Masih banyak masyarakat yang belum memahami mekanisme pendaftaran maupun manfaat program tersebut.
“Tantangan utama adalah literasi masyarakat. Banyak yang belum tahu tentang Gratispol. Karena itu, salah satu fokus kami ke depan adalah mendekatkan lokasi pendaftaran dan memperkuat sosialisasi, termasuk membuka loket di mal atau titik strategis lainnya,” katanya.
Untuk mengatasi kendala tersebut, Dinkes Kaltim juga menggandeng Dinas Komunikasi dan Informatika (Diskominfo) guna memperluas jangkauan informasi kepada masyarakat.

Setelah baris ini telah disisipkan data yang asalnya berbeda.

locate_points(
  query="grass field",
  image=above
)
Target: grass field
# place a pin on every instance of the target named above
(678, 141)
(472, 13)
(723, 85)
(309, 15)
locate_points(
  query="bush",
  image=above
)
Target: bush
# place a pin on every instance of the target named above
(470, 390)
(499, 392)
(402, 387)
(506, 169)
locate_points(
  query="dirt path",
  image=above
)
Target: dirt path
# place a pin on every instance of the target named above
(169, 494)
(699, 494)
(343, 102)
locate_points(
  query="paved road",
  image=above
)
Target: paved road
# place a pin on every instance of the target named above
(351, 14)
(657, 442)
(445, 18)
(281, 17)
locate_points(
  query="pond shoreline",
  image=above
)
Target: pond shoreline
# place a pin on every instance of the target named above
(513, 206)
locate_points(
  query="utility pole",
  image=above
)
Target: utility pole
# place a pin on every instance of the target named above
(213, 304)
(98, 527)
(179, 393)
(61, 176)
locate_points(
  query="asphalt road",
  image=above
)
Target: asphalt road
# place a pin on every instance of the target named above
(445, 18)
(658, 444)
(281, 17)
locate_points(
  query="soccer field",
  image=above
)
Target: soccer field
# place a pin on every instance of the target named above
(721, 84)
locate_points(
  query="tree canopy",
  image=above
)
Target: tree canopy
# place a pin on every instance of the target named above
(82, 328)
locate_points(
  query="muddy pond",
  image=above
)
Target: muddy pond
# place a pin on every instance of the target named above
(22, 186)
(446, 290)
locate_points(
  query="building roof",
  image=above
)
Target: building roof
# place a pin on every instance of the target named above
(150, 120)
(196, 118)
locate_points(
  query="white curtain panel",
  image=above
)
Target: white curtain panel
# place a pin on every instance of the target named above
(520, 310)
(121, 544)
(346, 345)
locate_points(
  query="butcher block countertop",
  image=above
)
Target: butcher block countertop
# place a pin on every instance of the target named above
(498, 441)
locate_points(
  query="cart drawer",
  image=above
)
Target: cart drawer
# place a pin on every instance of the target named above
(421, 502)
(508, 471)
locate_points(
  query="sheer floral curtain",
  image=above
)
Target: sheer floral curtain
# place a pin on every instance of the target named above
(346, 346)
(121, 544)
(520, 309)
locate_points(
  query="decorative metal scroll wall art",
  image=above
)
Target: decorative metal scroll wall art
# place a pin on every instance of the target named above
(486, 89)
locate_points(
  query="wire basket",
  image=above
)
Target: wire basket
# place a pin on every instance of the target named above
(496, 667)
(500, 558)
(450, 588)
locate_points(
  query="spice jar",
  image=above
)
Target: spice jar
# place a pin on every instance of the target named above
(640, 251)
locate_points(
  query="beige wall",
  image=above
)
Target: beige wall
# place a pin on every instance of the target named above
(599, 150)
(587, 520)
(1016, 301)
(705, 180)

“Kami pastikan informasi tentang Gratispol bisa diakses oleh masyarakat. Tujuannya agar semua orang mengetahui dan memahami program ini,” tambahnya.
Dalam upaya memperkuat layanan kesehatan di daerah, Pemprov Kaltim juga menyiapkan 14 dokter spesialis yang akan ditempatkan di berbagai kabupaten dan kota sesuai kebutuhan.
Para dokter tersebut akan diperbantukan di rumah sakit yang mengalami kekurangan tenaga spesialis, termasuk untuk layanan Unit Gawat Darurat (UGD).
“Misalnya di Talisayan dan Sangkulirang masing-masing satu dokter, Kutai Barat dua dokter. Jika rumah sakit kesulitan, mereka bisa mendaftarkan kebutuhan dokter ke kami untuk diberdayakan,” jelasnya.
Selain pelayanan kuratif, Dinkes Kaltim juga menekankan aspek preventif dalam program Gratispol.
Masyarakat dapat melakukan pemeriksaan kesehatan di puskesmas satu kali dalam setahun, meliputi pemeriksaan tekanan darah, mata, hidung, mulut, rambut, kaki, hingga jantung.
“Medical check-up ini bukan untuk berobat, tetapi untuk deteksi dini. Masyarakat bisa mengetahui kondisi kesehatannya lebih awal agar penanganan bisa dilakukan dengan tepat,” tutur Jaya Mualimin.
Ia juga menegaskan pentingnya peningkatan kapasitas tenaga kesehatan di puskesmas agar dapat membantu masyarakat memahami layanan Gratispol.
“Selain sosialisasi ke masyarakat, kami juga meningkatkan pemahaman tenaga kesehatan. Jangan sampai masyarakat datang ke fasilitas kesehatan tetapi petugasnya belum memahami program ini,” ujarnya.
Melalui berbagai inovasi tersebut, Pemprov Kaltim menargetkan pemerataan layanan kesehatan di seluruh kabupaten/kota, meningkatnya partisipasi masyarakat dalam program Gratispol, serta terjaganya kualitas sumber daya manusia kesehatan di daerah.
“Intinya, layanan kesehatan harus menjangkau seluruh lapisan masyarakat, dari perkotaan hingga pelosok. Dengan begitu, derajat kesehatan dan kualitas hidup masyarakat Kaltim dapat terus meningkat,” pungkas Jaya.